The Gray-Haired Atheist

"I really admire you," someone told me recently. It was quite out of the blue, but a nice thing to hear. Why was I being admired? For my convictions, my command of the English language, my knowledge of all things Whedon, my sense of humor? Nope. It turns out that the admiration was because I don't dye the gray out of my hair. What?!? Um, yeah. I was flummoxed too.

It's not the first time someone has commented on my gray streaks. Or the second, third, or 47th. A lot of people seem to enjoy complimenting me on not dying my hair. It always has the same message of support. A sort of power-to-the-people against the media message that women shouldn't have gray hair until they are 80 or 90 or whatever age they are finally allowed to start looking "older."

The thing is, my gray streaks are not an intentional stand against the media-driven image of female beauty. (Though I suppose I don't mind if I appear to be taking that stand.) In reality, I don't dye my hair simply because the hassle of doing it outweighs the benefits.

My hair turning gray is something that just happens. I found my first gray hairs in high school and didn't think too much of it. When I was younger I tried dying my hair. Not to cover the gray, but to add highlights and some shine. I've dyed my hair at home with temporary washes and I've had it professionally dyed at the salon. Either way had too many drawbacks for me to continue.

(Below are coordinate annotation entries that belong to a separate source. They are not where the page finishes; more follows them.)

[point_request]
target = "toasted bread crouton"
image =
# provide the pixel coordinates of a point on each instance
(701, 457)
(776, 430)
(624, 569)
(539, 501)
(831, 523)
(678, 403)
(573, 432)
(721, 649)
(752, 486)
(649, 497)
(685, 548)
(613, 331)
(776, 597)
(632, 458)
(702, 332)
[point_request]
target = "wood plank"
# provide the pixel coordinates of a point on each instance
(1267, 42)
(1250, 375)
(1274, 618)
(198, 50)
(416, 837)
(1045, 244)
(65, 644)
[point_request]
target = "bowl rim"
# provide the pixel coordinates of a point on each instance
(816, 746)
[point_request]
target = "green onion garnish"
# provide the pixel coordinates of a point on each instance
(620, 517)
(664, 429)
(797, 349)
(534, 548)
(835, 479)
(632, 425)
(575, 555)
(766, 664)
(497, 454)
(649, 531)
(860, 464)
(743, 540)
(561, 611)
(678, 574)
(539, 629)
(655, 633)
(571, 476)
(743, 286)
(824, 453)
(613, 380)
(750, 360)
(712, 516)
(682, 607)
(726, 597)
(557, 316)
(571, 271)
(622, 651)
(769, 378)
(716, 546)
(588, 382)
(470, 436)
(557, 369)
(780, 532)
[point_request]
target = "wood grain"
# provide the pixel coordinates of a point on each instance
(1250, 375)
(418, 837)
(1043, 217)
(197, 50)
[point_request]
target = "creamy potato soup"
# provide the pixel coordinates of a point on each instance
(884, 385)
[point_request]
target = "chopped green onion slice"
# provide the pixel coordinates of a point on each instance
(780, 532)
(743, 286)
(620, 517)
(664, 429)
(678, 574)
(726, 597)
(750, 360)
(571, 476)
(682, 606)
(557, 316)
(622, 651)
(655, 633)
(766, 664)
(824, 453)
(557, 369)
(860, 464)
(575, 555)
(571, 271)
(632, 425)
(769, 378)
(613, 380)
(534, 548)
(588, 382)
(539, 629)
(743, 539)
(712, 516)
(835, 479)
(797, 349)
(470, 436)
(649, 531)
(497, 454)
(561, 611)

Temporary dyes were a frivolous thing to do with my friends back when I had free time. Professional dying was a little something to try for me-me (as opposed to mom-me or wife-me). But it was (very) expensive and time consuming. Plus, I'd look in the mirror and think that it didn't look like the real me, which defeated the purpose of doing something for myself.

There is also a little bit of a health aspect to it. I have a lot of allergies and tend to be sensitive to chemicals (natural and man-made, if you think there's a distinction). Why add hair dye chemicals, which might cause an adverse reaction, if I don't really care about the cosmetic results in the first place?

But my personal decision not to dye my hair doesn't mean that other people shouldn't dye their own. I can understand why hair dye makes some people feel better about themselves. Whether they dye their hair to cover gray or just to give themselves a fun new look, it's a cosmetic change that makes them happy.

Full disclosure: I would like to live in a society where women do not feel pressured to dye their hair, wear make-up or otherwise change their appearance to feel better about themselves. I would like women to see their own unique beauty, and not compare themselves to the airbrushed images in magazines. But on the flip side, I don't see a problem with women using cosmetics to enhance their own beauty for fun--as long as it's just for fun and not linked to their actual self-worth or confidence.

When thinking about all this, I can't help but see a few links to my atheistic outlook. I do not dye my hair in the same way that I do not believe in a supernatural god. It isn't because I have some secret knowledge that hair dying is absolutely wrong. I checked it out for myself and it didn't work for me.

Similarly, I do not "know" that there are no supernatural gods; I lack a belief in them. I can see that there are some benefits to joining a religion, but there are also definite downsides to replacing logic with magical thinking. I've looked into the claims, tried a few religions out for myself, and none of them worked for me.

I'm comfortable with being a gray-haired atheist. I just wish other people wouldn't see it as such a cultural abnormality or act of social disobedience. I'm just being me.


  1. Love this! At 40, my gray hairs are multiplying rapidly. Until last year, I dyed my hair for fun and to stop people from assuming my 11 year younger husband (who looks even younger) was my son. I quit dying because it just seemed too toxic, inconvenient and silly. I'm amazed how many people point out my "need to touch up those roots". My "roots" are over 6 inches; I obviously notice. Just as religious is the default position, so too is dyed hair.

  2. Cheryl, oh yes, I've been there! Growing out the dye brought a few of those "helpful" hints about touch-ups. What are people thinking?!?